Although he had a ten by ten foot square to freely move inside, he didn’t want to stray too close to the sensors and trigger the explosives on Jay’s platform. The motion sensors were fixed to the ceiling in pairs: two pairs in front of him and two pairs behind. Their arcs coalesced, which, as Denton had informed his captive, would catch anyone trying to disable one of the sensors. They were configured to work as barriers instead of a wide field of vision, trapping Damien inside an invisible box. If he tried to climb over the trains on either side of him, he’d step through a barrier and goodbye Jay.

Damien hoped Denton had filled Jay in on the same details, since Denton had vacated abruptly, leaving him under the passing Blue Beret patrol in the dining concourse and the odd operative or two, not to mention someone watching the security camera feeds.
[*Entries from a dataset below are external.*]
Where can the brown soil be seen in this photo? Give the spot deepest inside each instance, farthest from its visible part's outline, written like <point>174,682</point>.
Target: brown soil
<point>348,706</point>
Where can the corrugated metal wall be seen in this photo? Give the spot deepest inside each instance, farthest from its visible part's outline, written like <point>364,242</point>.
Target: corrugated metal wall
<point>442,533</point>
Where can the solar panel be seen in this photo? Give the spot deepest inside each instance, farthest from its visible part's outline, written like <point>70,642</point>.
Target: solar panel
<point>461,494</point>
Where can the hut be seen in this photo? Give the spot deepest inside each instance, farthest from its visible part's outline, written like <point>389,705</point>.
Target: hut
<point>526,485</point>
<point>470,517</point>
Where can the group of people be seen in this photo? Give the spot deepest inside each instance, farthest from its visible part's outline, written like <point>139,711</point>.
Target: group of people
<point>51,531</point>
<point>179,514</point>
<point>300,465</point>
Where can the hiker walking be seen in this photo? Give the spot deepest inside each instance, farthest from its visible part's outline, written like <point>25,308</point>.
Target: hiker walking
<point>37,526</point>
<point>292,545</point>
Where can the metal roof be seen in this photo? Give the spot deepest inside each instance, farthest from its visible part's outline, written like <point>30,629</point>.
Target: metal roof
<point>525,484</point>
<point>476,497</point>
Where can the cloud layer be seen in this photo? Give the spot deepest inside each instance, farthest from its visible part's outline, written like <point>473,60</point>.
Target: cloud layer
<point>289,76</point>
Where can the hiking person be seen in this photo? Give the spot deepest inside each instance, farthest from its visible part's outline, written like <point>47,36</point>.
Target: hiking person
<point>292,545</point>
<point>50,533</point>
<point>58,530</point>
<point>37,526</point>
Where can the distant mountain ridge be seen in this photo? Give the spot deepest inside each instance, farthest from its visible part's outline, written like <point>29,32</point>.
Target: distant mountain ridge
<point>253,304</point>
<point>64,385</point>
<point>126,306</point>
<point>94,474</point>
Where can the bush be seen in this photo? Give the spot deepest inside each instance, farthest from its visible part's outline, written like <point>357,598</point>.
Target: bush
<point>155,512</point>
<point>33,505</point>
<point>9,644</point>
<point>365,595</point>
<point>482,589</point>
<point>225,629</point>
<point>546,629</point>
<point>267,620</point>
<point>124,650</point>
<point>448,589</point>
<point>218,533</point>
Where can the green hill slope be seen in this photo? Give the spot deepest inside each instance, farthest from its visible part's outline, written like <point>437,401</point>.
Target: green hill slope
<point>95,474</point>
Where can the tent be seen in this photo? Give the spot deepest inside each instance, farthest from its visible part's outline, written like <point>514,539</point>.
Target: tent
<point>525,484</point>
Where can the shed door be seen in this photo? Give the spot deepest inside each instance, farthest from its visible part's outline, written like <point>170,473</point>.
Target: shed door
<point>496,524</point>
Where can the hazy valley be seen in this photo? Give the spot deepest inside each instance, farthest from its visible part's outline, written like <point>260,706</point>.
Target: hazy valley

All while Denton was probably hunting Sophia and the third Phoenix virus.

‘Damien!’

Aviary half yelled, half whispered. She was standing at the far end of the platform, on the ramp. Her orange-red hair was unmistakable, damp from the hurricane. She started running toward him. He could already hear she was out of breath. She seemed to be alone. He didn’t know whether to be relieved or concerned.

He held his hand out. ‘Stop!’

‘I know,’ Aviary said, slowing to a walk. ‘Nasira is trapped with Jay. Triggered a new box of sensors. So I snuck inside.’ She held up her iPhone. ‘The cameras are under my control now.’

She was searching the tunnel walls above the trains. She pointed to a pair he hadn’t noticed.

‘There,’ she said.

‘Are there any more?’ he said.

Aviary looked closer but shook her head. ‘Just the extra pair.’

‘I can’t get out,’ Damien said. ‘You’ll have to leave me.’

She shot him an offended stare. ‘I’m here to save you, mister.’

Damien watched as she moved for a gap between train carriages. Nimbly and with a speed that impressed him, she climbed between the carriages and onto the roof.

‘I’ll need to disable the spare set of sensors first,’ she said, ducking under the crisscross of wires that suspended the fluorescent lights in place.

He watched her walk to the sensor. It was attached to the ceiling — or more accurately a wire mesh ceiling below the actual ceiling.

‘Hey Aviary,’ he said.

‘Yeah?’ she said, gleefully brandishing the Philips head screwdriver on her multitool.

‘Don’t blow us up,’ he said.

‘You mean Jay?’ Aviary said.

‘Yeah,’ he said. ‘Don’t blow him up.’

‘Copy that.’ She popped the panel on the motion sensor. ‘Roger that, in position. Over. Standby. In progress. Over and out.’

Damien shook his head in silence. He hoped she knew what she was doing. He watched her remove three wires — red, black, yellow — and then pop a small disc-shaped battery from the panel.

‘Disabled,’ she said.

‘Are you sure?’

‘No.’

Aviary slid down off the roof and sprinted to the train on the other side of the platform. She climbed between another two carriages and moved carefully across the roof to the sensor. Within moments she’d disabled that sensor as well.

‘OK, that’s the easy part,’ she said.

Aviary crawled under a length of wire and continued along the carriage roof. Her hands were black from the grime on top of the carriage.